Turek, who was born with spina bifida and uses a wheelchair, said he personally has struggled with lack of access to preventative care.
“Even from personal experience, I use a cushion that prevents me from getting a pressure sore …,” because a pressure sore would leave him “laid up in bed,” Turek said. “I mean, I’ve seen many, many individuals with disabilities have lost their lives sadly from issues like pressure sores. And to get qualified for a pressure-relieving cushion, I have to show that I’ve had issues with pressure sores. And it’s like it’s just totally backwards the way the whole entire healthcare system is working.”
When Turek asked for what “solutions” providers and patients would like a U.S. senator to put forward, Larry Severidt, a primary care physician at Broadlawns Medical Center, said, “we need some kind of nationalized health care system,” bringing up U.S. Sen. Bernie Sanders’ “Medicare for All” proposal as one way to implement a national system.
Turek said he believed Congress should set a higher floor for minimum healthcare coverage.
“If I could only get one thing done in the United States Senate, this would be the thing that I would like to get done, to ensure that every single American has access to a baseline level of healthcare coverage,” Turek said. “And I think that that best route is through a public option, a public-private hybrid system.”

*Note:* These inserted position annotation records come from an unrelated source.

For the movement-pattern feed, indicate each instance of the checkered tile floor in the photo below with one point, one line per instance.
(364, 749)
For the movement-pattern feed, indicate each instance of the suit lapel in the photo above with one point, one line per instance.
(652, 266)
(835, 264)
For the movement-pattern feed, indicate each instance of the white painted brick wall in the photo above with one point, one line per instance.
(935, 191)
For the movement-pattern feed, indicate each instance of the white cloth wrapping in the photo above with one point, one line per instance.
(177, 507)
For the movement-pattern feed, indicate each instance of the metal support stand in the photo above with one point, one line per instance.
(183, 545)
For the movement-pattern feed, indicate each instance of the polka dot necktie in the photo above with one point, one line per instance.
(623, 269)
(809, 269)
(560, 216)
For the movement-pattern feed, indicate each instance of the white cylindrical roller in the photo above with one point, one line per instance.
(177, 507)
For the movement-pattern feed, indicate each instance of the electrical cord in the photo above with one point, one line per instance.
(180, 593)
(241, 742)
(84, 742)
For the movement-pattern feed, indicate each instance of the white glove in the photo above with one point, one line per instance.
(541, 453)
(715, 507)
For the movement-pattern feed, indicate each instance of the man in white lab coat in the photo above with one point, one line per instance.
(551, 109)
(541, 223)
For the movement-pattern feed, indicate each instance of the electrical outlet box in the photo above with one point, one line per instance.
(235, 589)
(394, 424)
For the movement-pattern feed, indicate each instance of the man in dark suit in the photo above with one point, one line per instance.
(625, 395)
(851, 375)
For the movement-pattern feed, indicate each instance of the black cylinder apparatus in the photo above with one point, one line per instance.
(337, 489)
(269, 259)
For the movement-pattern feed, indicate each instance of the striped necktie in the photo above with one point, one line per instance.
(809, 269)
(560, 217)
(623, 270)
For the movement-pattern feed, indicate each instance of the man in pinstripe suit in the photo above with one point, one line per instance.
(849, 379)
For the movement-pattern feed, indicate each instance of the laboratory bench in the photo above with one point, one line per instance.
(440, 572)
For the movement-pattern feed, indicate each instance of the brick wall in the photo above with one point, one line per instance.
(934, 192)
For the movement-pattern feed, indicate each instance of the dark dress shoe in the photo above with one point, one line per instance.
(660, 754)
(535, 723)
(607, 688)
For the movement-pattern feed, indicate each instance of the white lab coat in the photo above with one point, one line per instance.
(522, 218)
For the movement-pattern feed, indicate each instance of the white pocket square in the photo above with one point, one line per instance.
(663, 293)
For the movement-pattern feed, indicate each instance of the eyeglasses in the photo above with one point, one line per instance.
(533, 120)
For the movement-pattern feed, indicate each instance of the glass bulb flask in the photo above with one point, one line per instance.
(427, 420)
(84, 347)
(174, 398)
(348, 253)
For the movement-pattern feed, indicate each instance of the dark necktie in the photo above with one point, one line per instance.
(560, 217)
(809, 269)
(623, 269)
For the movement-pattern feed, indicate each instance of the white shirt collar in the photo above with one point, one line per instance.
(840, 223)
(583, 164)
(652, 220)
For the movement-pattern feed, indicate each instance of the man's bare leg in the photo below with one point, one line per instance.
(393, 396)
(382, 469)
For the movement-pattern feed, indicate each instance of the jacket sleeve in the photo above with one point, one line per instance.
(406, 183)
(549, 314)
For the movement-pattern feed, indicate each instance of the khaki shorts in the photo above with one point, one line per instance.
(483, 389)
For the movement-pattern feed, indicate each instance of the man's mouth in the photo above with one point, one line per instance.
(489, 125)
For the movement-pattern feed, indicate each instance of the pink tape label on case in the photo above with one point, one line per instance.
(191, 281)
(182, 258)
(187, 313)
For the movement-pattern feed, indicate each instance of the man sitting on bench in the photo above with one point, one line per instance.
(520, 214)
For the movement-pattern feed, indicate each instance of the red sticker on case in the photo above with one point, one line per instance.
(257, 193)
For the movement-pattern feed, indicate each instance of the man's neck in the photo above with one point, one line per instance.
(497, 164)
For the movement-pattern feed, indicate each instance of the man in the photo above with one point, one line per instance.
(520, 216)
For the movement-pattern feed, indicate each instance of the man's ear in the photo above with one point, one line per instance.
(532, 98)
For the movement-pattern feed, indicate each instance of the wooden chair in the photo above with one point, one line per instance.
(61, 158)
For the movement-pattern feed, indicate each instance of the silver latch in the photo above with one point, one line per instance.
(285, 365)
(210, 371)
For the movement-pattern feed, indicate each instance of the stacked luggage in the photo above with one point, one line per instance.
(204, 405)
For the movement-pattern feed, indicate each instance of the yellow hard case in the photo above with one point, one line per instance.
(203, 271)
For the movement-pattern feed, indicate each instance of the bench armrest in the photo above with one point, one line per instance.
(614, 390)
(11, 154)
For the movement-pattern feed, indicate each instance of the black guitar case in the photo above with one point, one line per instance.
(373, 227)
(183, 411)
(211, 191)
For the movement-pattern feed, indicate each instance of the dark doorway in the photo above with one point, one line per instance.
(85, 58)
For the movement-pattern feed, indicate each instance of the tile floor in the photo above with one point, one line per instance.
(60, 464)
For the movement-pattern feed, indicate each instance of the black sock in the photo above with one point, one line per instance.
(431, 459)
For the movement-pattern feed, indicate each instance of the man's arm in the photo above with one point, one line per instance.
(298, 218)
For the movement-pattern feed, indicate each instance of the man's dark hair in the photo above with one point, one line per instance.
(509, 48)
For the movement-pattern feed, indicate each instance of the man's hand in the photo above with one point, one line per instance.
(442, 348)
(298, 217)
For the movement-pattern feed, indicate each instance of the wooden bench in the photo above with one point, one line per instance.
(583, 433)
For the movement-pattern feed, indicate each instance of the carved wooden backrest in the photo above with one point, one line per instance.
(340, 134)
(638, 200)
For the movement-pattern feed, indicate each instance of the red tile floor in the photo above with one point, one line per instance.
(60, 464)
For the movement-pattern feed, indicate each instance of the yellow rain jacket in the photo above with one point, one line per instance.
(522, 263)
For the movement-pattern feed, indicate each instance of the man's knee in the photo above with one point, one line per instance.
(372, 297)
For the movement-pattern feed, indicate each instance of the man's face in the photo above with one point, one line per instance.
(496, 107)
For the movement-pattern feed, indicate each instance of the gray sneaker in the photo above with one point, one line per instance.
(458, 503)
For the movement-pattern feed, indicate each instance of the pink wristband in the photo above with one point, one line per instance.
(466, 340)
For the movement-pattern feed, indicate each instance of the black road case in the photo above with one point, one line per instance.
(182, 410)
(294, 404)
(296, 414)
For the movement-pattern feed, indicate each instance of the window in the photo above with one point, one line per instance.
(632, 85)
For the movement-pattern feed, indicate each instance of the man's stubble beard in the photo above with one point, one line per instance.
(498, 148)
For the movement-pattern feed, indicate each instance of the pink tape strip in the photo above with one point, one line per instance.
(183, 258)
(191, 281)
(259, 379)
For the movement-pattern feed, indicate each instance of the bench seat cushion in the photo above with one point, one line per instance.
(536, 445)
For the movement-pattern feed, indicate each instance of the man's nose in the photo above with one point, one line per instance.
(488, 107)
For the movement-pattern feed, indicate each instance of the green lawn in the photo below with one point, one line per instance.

Speaking with reporters, Turek said he would support allowing people to keep their private insurance if wanted, but said “every single Iowa and every American would have a baseline level of coverage — very similar to like what you see with a VA hospital, or what you see with an option like Medicare.” He said there are many “models” of how this could be achieved, but said he supports some form of a public option because he believes “healthcare is a human right.”
“In the Iowa Legislature, it’s been something I’ve really championed, is carrying the flag and fighting for better access, Medicaid improvements, and fighting for the most vulnerable,” Turek said. “Because that’s who it really affects the most: children, the elderly, the disabled.”